I believe ‘taskDuration’ field for Kafka Indexing Service does more harm than good. Here is why:
Lets assume that I am creating hourly segments ("segmentGranularity": "HOUR").
If I am ingesting via Kafka, I typically want to persist a segment:
1. When segmentGranularity is reached. That is, every hour.
Thus I want my segments to look like :
01:00-02:00
02:00-03:00
2. If a segment is getting too large, then I want to split it even if the segment granularity hasn't been reached. "maxRowsPerSegment" achieves this.
Now there is the `taskDuration` field. I set it to "taskDuration": "PT1H" assuming this will result in the segments I want above.
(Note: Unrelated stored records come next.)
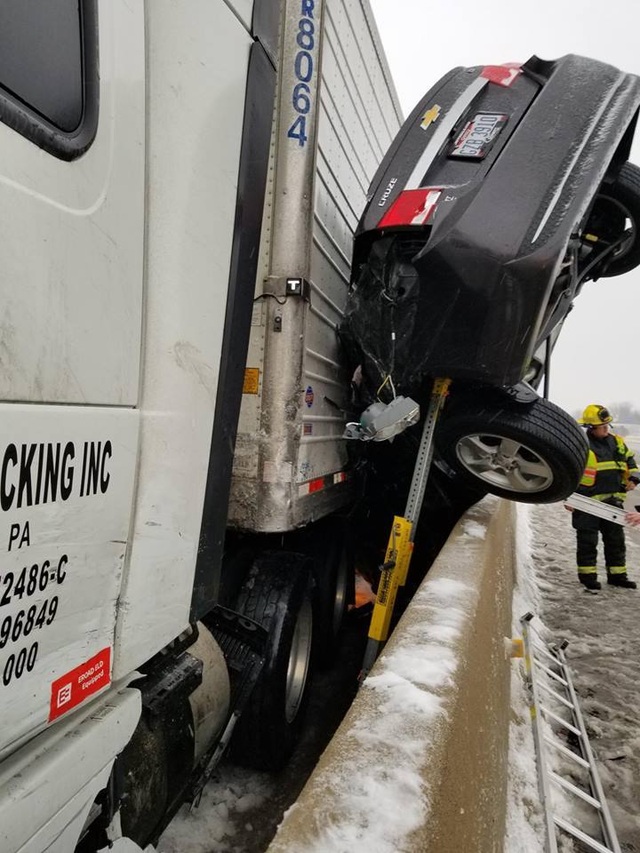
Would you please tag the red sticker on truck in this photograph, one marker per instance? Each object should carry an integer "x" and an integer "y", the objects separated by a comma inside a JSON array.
[{"x": 71, "y": 689}]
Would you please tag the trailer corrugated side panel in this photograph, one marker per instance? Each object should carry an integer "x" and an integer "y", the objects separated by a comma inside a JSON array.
[{"x": 290, "y": 464}]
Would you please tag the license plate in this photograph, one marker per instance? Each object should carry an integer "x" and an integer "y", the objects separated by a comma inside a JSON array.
[{"x": 478, "y": 135}]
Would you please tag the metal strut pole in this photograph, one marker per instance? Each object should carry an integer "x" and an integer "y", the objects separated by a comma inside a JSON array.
[{"x": 400, "y": 547}]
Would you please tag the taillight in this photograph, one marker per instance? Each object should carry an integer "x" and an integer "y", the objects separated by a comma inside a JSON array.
[{"x": 412, "y": 207}]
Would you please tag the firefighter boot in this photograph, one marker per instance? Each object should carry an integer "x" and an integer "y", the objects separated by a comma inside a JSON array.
[
  {"x": 589, "y": 580},
  {"x": 621, "y": 580}
]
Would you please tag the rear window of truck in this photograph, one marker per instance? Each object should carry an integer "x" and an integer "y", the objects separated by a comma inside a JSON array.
[{"x": 49, "y": 72}]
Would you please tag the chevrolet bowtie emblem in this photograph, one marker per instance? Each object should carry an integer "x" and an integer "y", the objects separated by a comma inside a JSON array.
[{"x": 430, "y": 116}]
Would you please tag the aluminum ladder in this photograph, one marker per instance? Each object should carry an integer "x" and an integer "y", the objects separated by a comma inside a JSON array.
[{"x": 556, "y": 715}]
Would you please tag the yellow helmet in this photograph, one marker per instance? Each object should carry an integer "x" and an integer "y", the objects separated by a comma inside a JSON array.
[{"x": 594, "y": 415}]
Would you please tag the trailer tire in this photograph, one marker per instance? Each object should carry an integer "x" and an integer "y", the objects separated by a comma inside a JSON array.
[
  {"x": 614, "y": 206},
  {"x": 278, "y": 594},
  {"x": 531, "y": 454}
]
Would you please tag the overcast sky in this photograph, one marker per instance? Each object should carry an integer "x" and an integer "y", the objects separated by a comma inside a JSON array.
[{"x": 597, "y": 358}]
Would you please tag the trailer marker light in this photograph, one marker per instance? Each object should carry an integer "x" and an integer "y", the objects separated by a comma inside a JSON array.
[
  {"x": 430, "y": 116},
  {"x": 503, "y": 75},
  {"x": 412, "y": 207}
]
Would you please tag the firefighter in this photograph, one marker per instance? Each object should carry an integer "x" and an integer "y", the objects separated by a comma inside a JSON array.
[{"x": 610, "y": 472}]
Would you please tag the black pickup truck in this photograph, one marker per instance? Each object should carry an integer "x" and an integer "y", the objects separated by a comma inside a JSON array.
[{"x": 507, "y": 188}]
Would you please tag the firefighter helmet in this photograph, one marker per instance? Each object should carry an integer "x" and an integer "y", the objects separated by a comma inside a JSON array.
[{"x": 595, "y": 415}]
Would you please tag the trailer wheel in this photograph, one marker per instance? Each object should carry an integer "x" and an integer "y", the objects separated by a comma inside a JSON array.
[
  {"x": 616, "y": 216},
  {"x": 278, "y": 594},
  {"x": 334, "y": 590},
  {"x": 532, "y": 454}
]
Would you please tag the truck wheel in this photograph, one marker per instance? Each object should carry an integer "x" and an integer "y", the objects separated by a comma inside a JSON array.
[
  {"x": 278, "y": 595},
  {"x": 532, "y": 454},
  {"x": 335, "y": 579},
  {"x": 616, "y": 214}
]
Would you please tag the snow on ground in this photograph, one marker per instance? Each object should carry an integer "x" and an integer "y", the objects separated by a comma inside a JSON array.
[
  {"x": 604, "y": 657},
  {"x": 603, "y": 631}
]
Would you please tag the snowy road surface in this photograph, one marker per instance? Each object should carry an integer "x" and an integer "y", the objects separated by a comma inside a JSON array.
[{"x": 603, "y": 630}]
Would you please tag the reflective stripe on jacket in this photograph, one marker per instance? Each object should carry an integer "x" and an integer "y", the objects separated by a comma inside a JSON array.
[{"x": 609, "y": 465}]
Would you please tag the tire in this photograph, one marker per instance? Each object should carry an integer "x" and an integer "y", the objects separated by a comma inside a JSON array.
[
  {"x": 531, "y": 454},
  {"x": 616, "y": 211},
  {"x": 278, "y": 594},
  {"x": 334, "y": 590}
]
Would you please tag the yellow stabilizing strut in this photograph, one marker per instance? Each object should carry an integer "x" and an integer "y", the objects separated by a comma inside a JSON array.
[{"x": 400, "y": 548}]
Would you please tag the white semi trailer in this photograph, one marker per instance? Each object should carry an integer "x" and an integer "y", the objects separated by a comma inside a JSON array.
[{"x": 179, "y": 184}]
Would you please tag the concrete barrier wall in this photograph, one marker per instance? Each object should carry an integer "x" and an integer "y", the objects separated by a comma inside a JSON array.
[{"x": 419, "y": 764}]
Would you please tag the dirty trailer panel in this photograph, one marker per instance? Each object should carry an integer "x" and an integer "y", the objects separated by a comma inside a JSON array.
[{"x": 290, "y": 459}]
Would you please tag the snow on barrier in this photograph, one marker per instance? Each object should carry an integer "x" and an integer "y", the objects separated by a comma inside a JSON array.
[{"x": 419, "y": 764}]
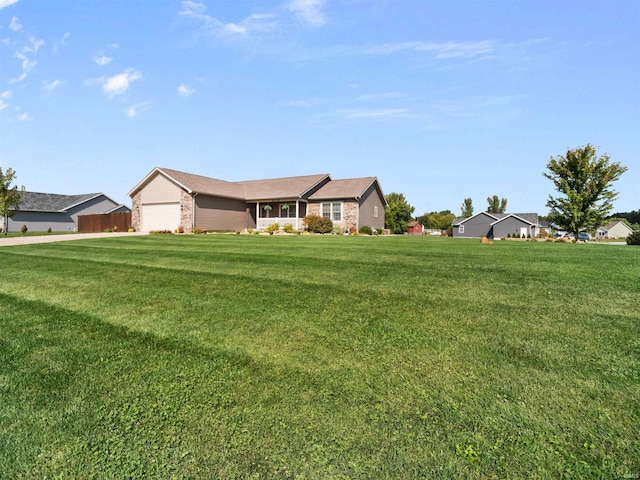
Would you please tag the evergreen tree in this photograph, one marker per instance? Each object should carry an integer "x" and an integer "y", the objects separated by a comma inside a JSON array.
[{"x": 584, "y": 182}]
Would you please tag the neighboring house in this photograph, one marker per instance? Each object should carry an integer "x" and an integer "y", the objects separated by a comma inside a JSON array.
[
  {"x": 614, "y": 230},
  {"x": 43, "y": 211},
  {"x": 415, "y": 228},
  {"x": 166, "y": 199},
  {"x": 496, "y": 225}
]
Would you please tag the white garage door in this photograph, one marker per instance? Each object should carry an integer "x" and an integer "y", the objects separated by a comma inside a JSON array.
[{"x": 160, "y": 216}]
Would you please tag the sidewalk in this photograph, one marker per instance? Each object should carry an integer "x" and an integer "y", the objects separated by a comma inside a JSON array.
[{"x": 10, "y": 241}]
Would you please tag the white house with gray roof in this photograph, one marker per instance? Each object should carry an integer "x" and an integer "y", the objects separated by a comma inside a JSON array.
[
  {"x": 167, "y": 199},
  {"x": 496, "y": 225},
  {"x": 615, "y": 229},
  {"x": 43, "y": 211}
]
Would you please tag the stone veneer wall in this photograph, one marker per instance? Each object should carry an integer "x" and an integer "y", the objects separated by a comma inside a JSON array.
[
  {"x": 186, "y": 211},
  {"x": 135, "y": 212},
  {"x": 349, "y": 214}
]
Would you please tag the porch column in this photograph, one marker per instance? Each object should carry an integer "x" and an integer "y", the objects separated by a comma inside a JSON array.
[{"x": 258, "y": 215}]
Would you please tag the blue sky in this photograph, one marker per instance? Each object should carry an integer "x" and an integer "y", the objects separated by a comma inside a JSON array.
[{"x": 440, "y": 99}]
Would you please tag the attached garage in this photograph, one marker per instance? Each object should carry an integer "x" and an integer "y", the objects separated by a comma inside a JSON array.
[{"x": 160, "y": 216}]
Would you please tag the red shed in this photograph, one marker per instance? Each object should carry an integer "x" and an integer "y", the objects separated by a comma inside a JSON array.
[{"x": 415, "y": 228}]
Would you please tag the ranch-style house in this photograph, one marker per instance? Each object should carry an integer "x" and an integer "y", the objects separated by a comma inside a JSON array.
[{"x": 167, "y": 199}]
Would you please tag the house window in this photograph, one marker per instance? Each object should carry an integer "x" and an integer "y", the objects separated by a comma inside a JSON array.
[
  {"x": 332, "y": 210},
  {"x": 288, "y": 211}
]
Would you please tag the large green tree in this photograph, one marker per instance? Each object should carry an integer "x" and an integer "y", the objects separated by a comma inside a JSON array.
[
  {"x": 495, "y": 205},
  {"x": 467, "y": 208},
  {"x": 398, "y": 213},
  {"x": 9, "y": 196},
  {"x": 584, "y": 182}
]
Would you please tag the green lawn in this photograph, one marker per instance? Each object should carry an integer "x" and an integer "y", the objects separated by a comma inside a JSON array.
[{"x": 227, "y": 356}]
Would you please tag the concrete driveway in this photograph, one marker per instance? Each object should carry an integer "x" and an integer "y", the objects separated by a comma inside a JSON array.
[{"x": 10, "y": 241}]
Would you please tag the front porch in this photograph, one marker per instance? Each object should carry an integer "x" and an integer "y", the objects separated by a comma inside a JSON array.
[{"x": 280, "y": 212}]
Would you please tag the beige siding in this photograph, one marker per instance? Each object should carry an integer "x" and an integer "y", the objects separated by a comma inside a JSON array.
[
  {"x": 368, "y": 203},
  {"x": 160, "y": 190},
  {"x": 214, "y": 213}
]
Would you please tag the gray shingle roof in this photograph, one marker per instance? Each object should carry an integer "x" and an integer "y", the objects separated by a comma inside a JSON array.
[
  {"x": 317, "y": 187},
  {"x": 289, "y": 187},
  {"x": 206, "y": 185},
  {"x": 349, "y": 188},
  {"x": 527, "y": 217},
  {"x": 276, "y": 188},
  {"x": 51, "y": 202}
]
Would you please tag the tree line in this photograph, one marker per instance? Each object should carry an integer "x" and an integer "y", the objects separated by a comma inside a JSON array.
[{"x": 583, "y": 182}]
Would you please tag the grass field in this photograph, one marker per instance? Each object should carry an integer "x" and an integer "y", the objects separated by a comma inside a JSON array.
[{"x": 225, "y": 356}]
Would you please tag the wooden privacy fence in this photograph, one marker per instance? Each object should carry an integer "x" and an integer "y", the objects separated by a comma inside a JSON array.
[{"x": 102, "y": 221}]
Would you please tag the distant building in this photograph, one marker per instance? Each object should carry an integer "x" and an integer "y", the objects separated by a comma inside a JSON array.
[
  {"x": 43, "y": 211},
  {"x": 614, "y": 230},
  {"x": 415, "y": 228},
  {"x": 496, "y": 225}
]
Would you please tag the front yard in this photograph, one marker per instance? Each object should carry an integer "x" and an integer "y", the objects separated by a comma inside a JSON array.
[{"x": 228, "y": 356}]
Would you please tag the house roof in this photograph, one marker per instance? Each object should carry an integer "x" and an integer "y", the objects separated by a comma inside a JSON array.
[
  {"x": 613, "y": 224},
  {"x": 531, "y": 218},
  {"x": 460, "y": 220},
  {"x": 267, "y": 189},
  {"x": 52, "y": 202},
  {"x": 199, "y": 184},
  {"x": 281, "y": 188},
  {"x": 349, "y": 188}
]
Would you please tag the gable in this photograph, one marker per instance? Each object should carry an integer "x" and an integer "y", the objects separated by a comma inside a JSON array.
[
  {"x": 353, "y": 188},
  {"x": 160, "y": 189},
  {"x": 52, "y": 202}
]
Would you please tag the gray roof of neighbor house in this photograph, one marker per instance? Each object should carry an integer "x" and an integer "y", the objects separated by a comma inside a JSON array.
[
  {"x": 52, "y": 202},
  {"x": 610, "y": 225},
  {"x": 268, "y": 189},
  {"x": 527, "y": 217}
]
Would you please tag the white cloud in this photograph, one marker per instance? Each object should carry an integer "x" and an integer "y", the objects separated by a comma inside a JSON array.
[
  {"x": 6, "y": 3},
  {"x": 309, "y": 11},
  {"x": 192, "y": 8},
  {"x": 102, "y": 60},
  {"x": 255, "y": 23},
  {"x": 61, "y": 41},
  {"x": 49, "y": 86},
  {"x": 440, "y": 50},
  {"x": 15, "y": 25},
  {"x": 27, "y": 66},
  {"x": 119, "y": 84},
  {"x": 35, "y": 45},
  {"x": 185, "y": 90},
  {"x": 379, "y": 114},
  {"x": 133, "y": 110}
]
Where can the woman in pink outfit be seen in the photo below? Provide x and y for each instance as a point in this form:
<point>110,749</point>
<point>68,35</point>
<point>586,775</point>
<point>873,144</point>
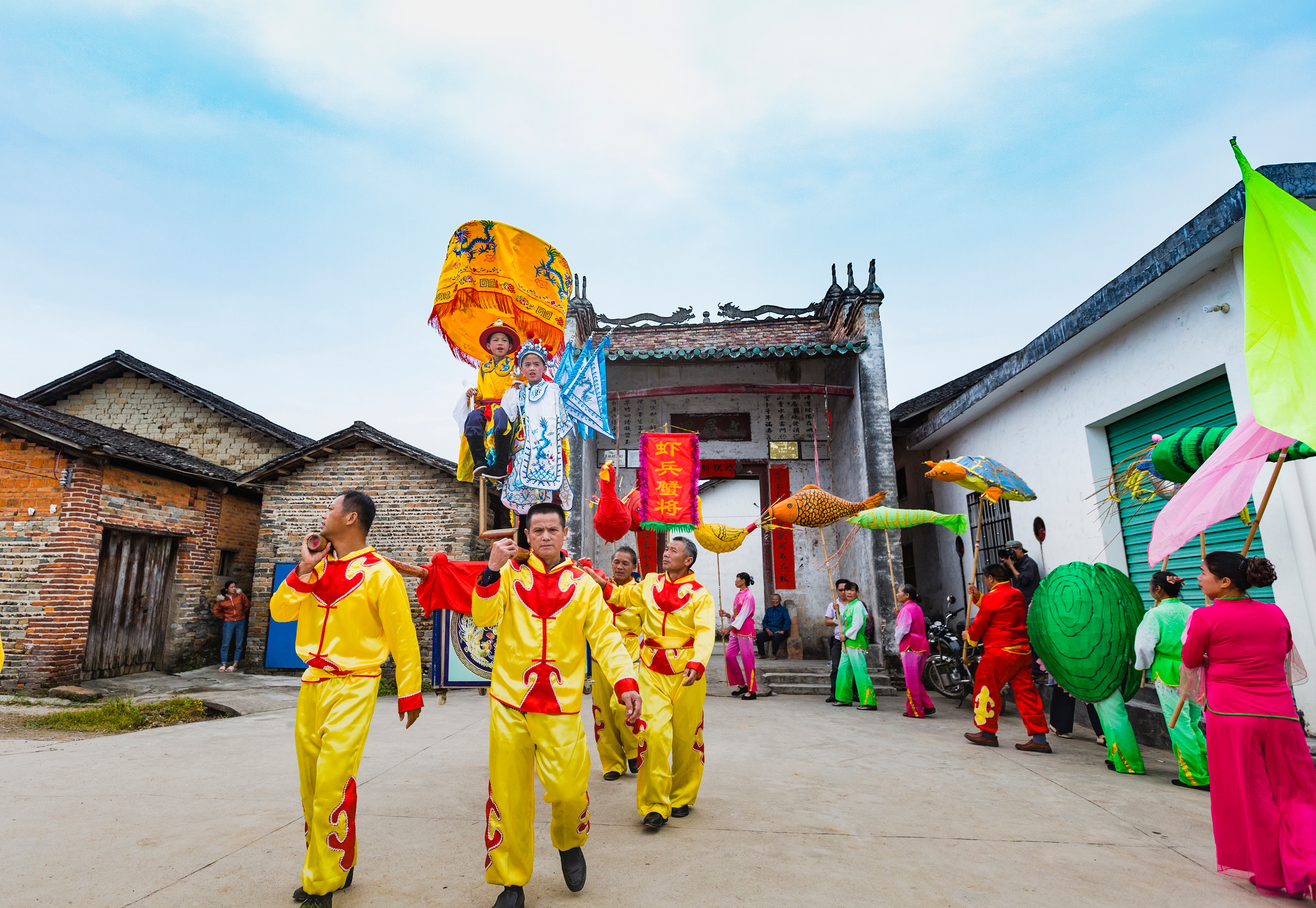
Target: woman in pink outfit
<point>1262,781</point>
<point>740,641</point>
<point>912,641</point>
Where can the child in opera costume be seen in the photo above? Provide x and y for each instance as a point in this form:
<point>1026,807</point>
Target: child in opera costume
<point>740,641</point>
<point>1159,647</point>
<point>540,469</point>
<point>352,611</point>
<point>547,611</point>
<point>1262,779</point>
<point>616,740</point>
<point>678,633</point>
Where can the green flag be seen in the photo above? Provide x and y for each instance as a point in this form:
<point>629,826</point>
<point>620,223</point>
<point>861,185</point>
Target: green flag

However, turns out that is not the case!
Unless I submit my supervisor spec at EXACTLY 01:00, the segments will now be created every hour from when I SUBMITTED my supervisor spec.
So instead of, segments like:
01:00-02:00
02:00-03:00
I now get segments like:
01:15-02:00
02:00-02:15
02:15-03:00
The segments are now broken not just by segment granularity but also by 'taskDuration'.
This is not what I wanted! Now the segments for every hour are split into atleast 2 non-optimal sized segments.
The segments created shouldn't be dependent on when the supervisor spec was submitted.
The 'taskDuration' field thus is not only not necessary for Kafka Indexing Service, it actually results in unwanted behavior.